Picture this: your home is burning – there’s no people or pets in danger – but only a few short minutes stand between all your earthly possessions and total oblivion. You have enough time to save only the most cherished and irreplaceable objects in your life and must choose in an instant.
What would you save?
Maybe you’ll upload a snap of the inferno straight to Instagram – but then I’m guessing you’ll remember that not all your memories are yet in the cloud. You’ll tear in there choking on burning curtains to grab the things that represent your life and family most. I’d be willing to bet they’ll be photos, stored on hard drives or in albums and photobooks.
This year I began experimenting with instant ‘Polaroid-esque’ prints using a camera put out by Fujifilm called an Instax Mini for a couple of very good reasons. Some of those reasons it turns out, happen to fit nicely with a humble little startup charity called Portrait Equality. They have one simple goal: to provide people with family pictures who would otherwise get little opportunity to keep mementos of loved ones. It could be “a child for a father to carry when he goes away to work in the city, or of an aging grandmother so she can be remembered by younger generations.”
The burning house scenario provokes thought on how irreplaceable family photos can be. They can unlock memories long thought forgotten and help bring to mind people we may have lost along the way. But many people who live in developing and remote locations don’t have access to the technology that could allow them to make and keep family photos. Portrait Equality aims to share some love in this direction by offering instant print cameras and film to just about anyone who has travel plans to an appropriate location.

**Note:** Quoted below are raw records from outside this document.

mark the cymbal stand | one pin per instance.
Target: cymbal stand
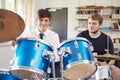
(52, 59)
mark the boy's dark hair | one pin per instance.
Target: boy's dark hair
(42, 13)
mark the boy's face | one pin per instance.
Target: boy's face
(93, 25)
(43, 23)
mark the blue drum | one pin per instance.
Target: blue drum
(78, 61)
(4, 75)
(31, 59)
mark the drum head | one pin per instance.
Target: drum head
(26, 73)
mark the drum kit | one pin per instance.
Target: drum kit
(32, 56)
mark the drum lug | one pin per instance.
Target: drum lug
(65, 51)
(37, 44)
(46, 54)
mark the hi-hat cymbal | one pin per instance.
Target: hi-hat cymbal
(11, 25)
(108, 56)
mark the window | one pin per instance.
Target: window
(21, 7)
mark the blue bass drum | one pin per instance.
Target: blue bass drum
(4, 75)
(30, 61)
(78, 61)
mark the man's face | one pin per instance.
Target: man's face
(43, 23)
(93, 25)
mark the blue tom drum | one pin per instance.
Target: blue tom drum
(30, 61)
(78, 61)
(5, 75)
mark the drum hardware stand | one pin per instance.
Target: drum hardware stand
(48, 54)
(62, 53)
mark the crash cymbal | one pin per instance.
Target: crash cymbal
(11, 25)
(107, 56)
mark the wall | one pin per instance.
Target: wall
(6, 53)
(71, 5)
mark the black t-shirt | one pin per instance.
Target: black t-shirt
(99, 44)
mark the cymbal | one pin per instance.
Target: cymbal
(11, 25)
(107, 56)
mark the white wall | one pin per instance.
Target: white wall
(71, 5)
(6, 55)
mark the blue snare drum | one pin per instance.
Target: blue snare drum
(29, 61)
(78, 62)
(4, 75)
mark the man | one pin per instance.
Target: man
(101, 42)
(42, 32)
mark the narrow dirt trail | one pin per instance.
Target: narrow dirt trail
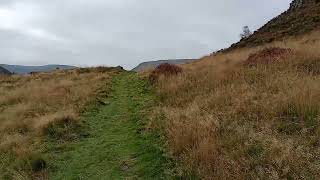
(116, 147)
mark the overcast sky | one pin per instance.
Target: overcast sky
(124, 32)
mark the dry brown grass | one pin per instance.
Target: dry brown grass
(30, 105)
(224, 120)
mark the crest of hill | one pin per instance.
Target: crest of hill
(4, 71)
(17, 69)
(152, 64)
(302, 17)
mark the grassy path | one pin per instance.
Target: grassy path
(116, 147)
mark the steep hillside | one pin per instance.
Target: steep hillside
(153, 64)
(303, 16)
(4, 71)
(17, 69)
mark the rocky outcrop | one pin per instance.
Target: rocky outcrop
(302, 17)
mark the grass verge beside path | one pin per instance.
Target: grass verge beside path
(117, 147)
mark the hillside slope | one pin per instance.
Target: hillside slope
(4, 71)
(153, 64)
(303, 16)
(18, 69)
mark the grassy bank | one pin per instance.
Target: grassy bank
(117, 145)
(227, 120)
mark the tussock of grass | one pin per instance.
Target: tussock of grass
(225, 120)
(43, 105)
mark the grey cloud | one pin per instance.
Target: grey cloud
(126, 32)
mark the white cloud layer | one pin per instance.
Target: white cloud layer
(123, 32)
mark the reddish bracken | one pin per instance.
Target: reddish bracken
(166, 70)
(267, 56)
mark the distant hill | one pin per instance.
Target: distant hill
(17, 69)
(4, 71)
(153, 64)
(303, 16)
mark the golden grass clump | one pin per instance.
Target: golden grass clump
(226, 120)
(44, 104)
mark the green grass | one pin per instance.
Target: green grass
(117, 146)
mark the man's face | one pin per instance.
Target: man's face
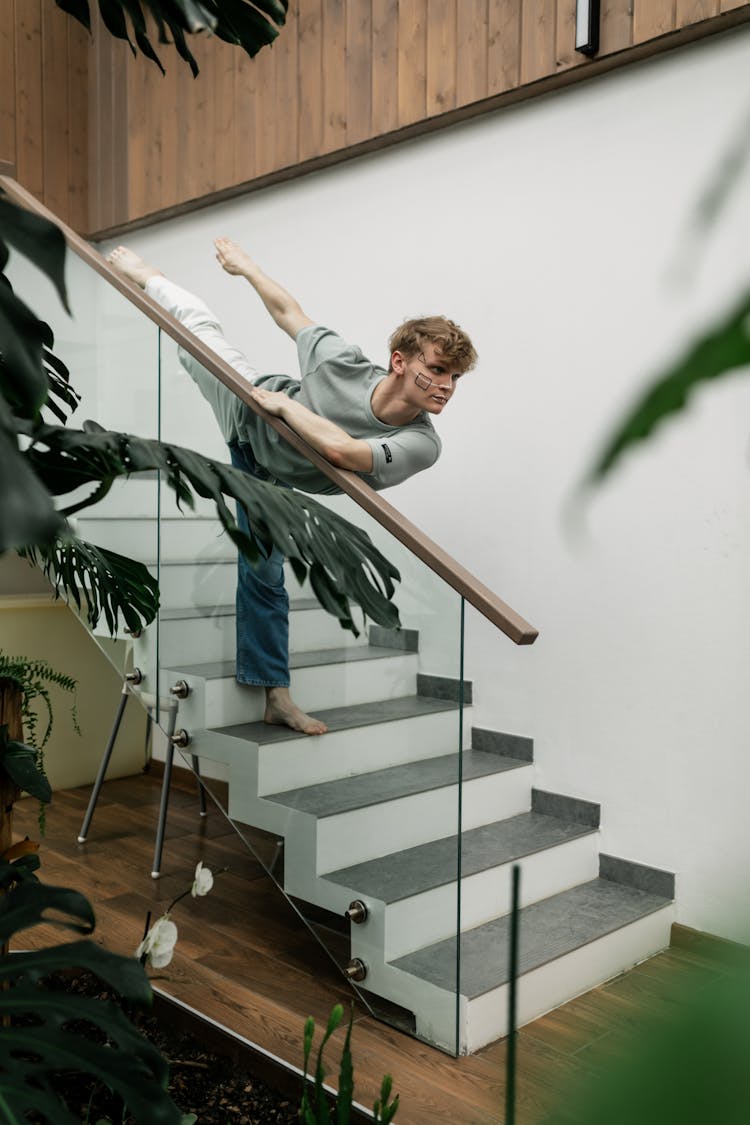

After checking out what Portrait Equality is all about I decided to get involved and have now made two contributions to Portrait Equality from my travel this year. You can read the stories and check out images from Mauritania here and West Sumatra here.
Is Portrait Equality an endeavour that’s going to solve the world’s problems? No. Is it culturally appropriate? Not always. But I can say from experience that it puts smiles on people’s faces to give photos and not just take them.